The first family death came in 2005, when Jacquie’s father Thomas died at a property in Glenrothes. He was 40 and his death was attributed to “adverse effects of heroin”.
Two years later, in 2007, the first of Jacquie’s sisters, Kayleigh, died of a morphine overdose at the age of 21.
Their mother Margaret, who was hooked on painkillers and had dabbled with heroin, died in 2010, due to “adverse effects of opiates”. She was 44.
In May 2018, after a suicide attempt, Jacquie’s 37-year-old brother Colin was found dead at a house in Glenrothes as a result of “multi-drug intoxication”.
And then five months later, second sister Emma died aged 29 after taking a cocktail of methadone and diazepam.
‘I couldn’t cope’
Jacquie, whom BBC Scotland is not fully naming, continued: “I would like to think in my head that they would’ve been able to kick the habit.
“But in reality, no. My dad was only on it four years and he committed suicide with heroin. My mum was just the same – she started with Tramadol and it led to her taking lines here and there.”
Mother and sister – Margaret died aged 44 and Kayleigh died aged 21
Jacquie said her own battle with addiction started in high school where dabbling with alcohol and cannabis escalated to harder drugs.
She began taking heroin at the age of 17, when she was receiving NHS treatment for alcohol abuse, and her longest period of sobriety was seven years in her mid-20s.
“I took a mixture of everything really,” she said.
“I would take diazepam, any downer really, any sleeping tablets or suppressant.
“I would have sleeping tablets from the doctor like Zopiclone. It would help with the buzz, to block out everything that was going on in life. With losing all my family, I couldn’t cope.”
Brother – Colin died aged 37
Jacquie told BBC Scotland how she has struggled to cope after losing her brother and sister in quick succession last year.
“My brother died in May and I’d only just been speaking to him again for five weeks,” she explained.
“We’d agreed that me, him and Emma would all go to bereavement counselling to work through everything we’d lost.
“We would do it, the three of us, so that it would help us bond that brother-and-sister relationship that I desperately wanted and obviously they did as well.
“I got the phone call from Emma at three in the morning. The police had chapped her up to say that Colin had passed away. She was distraught, devastated, screaming down the phone.
“I just spent that day with Emma. She was an absolute mess. Then six months down the line, Emma was gone.
“I’ve never been right since. I’ve never been right from any of them but Emma was the worst by far.”
Father – Thomas died aged 40
Jacquie said drug abuse and its affect on different generations of families largely remains a taboo subject but she wanted to speak out to show people what it is like to live with the impact of the problem.
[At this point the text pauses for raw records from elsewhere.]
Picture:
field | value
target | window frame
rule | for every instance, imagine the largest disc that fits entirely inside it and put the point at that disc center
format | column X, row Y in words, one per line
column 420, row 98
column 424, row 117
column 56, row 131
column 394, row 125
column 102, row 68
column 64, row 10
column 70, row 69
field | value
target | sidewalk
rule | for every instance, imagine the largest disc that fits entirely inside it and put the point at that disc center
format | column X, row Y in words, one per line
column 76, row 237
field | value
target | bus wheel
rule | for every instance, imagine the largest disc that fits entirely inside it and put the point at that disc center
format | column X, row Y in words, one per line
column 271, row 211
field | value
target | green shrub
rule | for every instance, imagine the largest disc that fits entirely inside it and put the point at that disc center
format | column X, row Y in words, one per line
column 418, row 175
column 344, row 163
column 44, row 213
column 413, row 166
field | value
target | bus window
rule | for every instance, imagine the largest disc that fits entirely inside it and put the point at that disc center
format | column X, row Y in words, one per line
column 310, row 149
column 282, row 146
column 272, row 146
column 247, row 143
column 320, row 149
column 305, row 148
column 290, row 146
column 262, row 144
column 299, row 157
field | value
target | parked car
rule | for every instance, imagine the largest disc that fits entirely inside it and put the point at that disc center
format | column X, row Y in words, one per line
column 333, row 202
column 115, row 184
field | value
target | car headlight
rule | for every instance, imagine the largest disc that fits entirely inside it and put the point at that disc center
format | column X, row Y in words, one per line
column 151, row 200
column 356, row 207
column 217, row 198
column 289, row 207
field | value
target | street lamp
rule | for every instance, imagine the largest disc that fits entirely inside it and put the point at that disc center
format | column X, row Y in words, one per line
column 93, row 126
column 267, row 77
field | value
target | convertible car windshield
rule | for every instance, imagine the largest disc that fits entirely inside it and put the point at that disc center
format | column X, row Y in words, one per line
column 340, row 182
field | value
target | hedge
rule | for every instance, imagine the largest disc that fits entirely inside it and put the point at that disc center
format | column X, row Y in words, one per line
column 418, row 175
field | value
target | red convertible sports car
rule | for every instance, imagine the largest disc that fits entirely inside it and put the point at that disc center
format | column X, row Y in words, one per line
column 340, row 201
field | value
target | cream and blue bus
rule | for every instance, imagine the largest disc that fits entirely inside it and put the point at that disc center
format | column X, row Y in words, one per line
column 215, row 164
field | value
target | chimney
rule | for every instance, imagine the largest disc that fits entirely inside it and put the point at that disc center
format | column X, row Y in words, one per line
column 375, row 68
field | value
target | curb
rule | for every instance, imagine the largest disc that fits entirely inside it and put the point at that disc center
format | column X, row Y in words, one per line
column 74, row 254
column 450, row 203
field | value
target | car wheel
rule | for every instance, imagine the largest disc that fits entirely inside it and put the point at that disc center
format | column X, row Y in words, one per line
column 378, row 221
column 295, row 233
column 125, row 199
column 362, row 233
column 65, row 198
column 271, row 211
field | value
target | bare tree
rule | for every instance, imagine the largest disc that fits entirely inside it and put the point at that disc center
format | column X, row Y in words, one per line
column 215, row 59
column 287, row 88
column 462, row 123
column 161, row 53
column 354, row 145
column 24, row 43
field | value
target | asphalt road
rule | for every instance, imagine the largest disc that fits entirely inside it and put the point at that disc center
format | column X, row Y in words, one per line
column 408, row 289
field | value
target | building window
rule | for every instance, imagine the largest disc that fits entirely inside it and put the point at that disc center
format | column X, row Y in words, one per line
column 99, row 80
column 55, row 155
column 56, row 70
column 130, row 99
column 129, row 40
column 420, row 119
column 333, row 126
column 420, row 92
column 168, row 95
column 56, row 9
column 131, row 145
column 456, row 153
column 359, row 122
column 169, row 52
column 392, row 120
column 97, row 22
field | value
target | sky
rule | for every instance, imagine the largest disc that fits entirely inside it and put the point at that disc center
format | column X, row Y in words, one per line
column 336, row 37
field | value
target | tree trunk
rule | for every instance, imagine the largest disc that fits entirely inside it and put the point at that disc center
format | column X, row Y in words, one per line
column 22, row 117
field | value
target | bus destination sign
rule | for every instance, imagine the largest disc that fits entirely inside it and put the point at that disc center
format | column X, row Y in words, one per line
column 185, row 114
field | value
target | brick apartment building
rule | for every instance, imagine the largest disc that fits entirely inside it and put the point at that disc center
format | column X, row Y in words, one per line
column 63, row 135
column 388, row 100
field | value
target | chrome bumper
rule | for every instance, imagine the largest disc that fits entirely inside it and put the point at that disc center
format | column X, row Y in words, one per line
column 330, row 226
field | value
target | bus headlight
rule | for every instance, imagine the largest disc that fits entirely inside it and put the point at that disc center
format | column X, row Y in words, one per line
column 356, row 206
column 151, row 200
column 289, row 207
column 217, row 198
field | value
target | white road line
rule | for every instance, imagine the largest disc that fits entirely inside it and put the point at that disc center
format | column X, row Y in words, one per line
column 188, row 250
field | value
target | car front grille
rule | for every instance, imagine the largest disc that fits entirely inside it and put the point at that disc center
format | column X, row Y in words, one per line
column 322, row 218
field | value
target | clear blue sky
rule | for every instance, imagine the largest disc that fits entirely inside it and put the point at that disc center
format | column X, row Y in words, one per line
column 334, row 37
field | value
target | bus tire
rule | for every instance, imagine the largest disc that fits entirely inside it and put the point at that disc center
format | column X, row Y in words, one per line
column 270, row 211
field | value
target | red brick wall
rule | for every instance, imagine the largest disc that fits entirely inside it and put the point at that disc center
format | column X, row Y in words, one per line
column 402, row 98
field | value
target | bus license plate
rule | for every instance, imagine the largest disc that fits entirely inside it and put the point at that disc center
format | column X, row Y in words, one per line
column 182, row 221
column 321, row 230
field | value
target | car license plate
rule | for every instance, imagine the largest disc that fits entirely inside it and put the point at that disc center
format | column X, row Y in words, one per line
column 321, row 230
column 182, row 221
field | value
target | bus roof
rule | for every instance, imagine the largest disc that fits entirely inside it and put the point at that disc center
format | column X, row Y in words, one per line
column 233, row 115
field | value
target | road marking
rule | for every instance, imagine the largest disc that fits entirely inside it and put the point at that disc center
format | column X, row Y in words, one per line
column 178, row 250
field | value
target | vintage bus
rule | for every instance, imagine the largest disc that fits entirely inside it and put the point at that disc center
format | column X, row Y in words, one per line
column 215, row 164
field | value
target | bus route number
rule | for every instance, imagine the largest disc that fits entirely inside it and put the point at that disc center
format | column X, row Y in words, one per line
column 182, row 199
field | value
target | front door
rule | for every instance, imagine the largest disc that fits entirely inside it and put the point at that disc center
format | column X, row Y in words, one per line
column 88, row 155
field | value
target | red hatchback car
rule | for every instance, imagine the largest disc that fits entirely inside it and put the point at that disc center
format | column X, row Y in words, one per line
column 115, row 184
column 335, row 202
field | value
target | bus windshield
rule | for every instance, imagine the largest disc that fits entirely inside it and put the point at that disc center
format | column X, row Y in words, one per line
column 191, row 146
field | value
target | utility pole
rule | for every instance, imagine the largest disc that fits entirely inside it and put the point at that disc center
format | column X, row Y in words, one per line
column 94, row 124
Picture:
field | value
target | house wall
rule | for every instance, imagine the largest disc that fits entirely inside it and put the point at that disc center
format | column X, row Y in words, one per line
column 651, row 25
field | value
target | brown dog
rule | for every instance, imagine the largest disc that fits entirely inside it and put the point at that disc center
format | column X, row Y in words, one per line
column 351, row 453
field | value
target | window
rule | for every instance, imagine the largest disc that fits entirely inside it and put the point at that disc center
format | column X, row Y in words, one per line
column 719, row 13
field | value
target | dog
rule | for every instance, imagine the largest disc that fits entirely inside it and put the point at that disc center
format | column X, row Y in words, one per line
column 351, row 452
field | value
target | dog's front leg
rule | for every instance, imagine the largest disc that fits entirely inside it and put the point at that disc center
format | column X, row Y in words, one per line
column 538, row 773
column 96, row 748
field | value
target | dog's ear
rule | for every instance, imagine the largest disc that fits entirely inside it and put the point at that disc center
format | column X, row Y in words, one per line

She said: “Even if I can help one more family, then I have done good.
“I just want people to see that we are still a family. We are not animals, monsters or whatever people would call a family of heroin users.”
On her own addiction problems, the 34-year-old, who has been on methadone for 15 years, said she was “100% ready to be clean and stay that way” but acknowledged the path ahead for her was difficult.